Friday, December 12, 2008

Non-Currency Currencies



I wasn't sure what to expect from the abundance of various tokens in Wrath, but it turns out that all of the above are easier to get than I expected. After mere days at level 80, I'm at somewhere around 10-15% of the [Stone Keeper's Shard] total for my first account-bound Heirloom item. I'm also sitting on seven [Emblem of Heroism] for one run through the Heroic Daily quest and one zerg of 10-man Archavon, and Greenwiz even owns his very first 25-man "raid" kill (and two tokens) for the 25-man version of the Vault. Part of the difference for me is that I'm actually in a quality guild that runs (and, more importantly, can be TRUSTED to run) instances. Still, I'm making much faster progress than I expected.

Currencies and something for everyone
It does seem like in-game currencies are everywhere these days - EQ2's new expansion is centered around a currency called Void Shards (which has resulted in some interesting "uses" of the game's mentoring system) awarded through a daily/weekly quest mechanic. That said, Blizzard seems to have refined the system to a science.

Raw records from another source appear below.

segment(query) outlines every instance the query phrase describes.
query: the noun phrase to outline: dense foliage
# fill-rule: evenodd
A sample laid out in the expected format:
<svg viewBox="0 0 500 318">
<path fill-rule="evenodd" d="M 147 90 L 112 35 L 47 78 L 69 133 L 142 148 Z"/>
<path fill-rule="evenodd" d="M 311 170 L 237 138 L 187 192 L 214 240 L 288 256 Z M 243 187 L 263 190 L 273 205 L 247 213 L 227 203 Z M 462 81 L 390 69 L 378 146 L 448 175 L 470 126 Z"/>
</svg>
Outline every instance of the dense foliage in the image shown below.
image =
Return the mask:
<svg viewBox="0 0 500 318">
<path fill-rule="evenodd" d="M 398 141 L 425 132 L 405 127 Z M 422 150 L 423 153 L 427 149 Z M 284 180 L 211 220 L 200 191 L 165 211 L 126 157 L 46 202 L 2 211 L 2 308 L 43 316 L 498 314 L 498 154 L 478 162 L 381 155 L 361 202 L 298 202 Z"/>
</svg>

With account-bound items, both the Heroic badges and the Wintergrasp shards (which are even available in non-heroic dungeons, if you're fortunate enough to be running one at a time when your faction controls Wintergrasp) can be used to buy items that you can mail to low level alts. As a result, even players with 25-man raid gear have at least some incentive to visit easier content. Wrath has also introduced a "championing" mechanic, which means that players can gain reputation with any of five separate factions while in Wrath 5-man dungeons. The latter is a large improvement over TBC, where players were forced to focus on specific dungeons if they wanted credit for a specific reputation - now you're free to run any dungeon and won't stop benefiting from rep until you've maxxed out all five factions.

Overall, the system is much better at providing incentives to use the content, which should greatly increase accessibility for everyone. (It also means that players with level 80 healers and tanks will probably have alts fully decked out with all manner of account-bound goodies in short enough order.) The developers even get a win here, because currencies, unlike reputations, are spent and must be replenished before you get your next goodie (instead of getting access to all the rewards at once from a faction vendor). This is one feature of Wrath that I hope more developers copy sooner rather than later.

1 comment:

Tesh said...

Now take that one theoretical step further, and you might see how a dual currency microtransaction model can work in a game. Puzzle Pirates is an excellent example of this in action.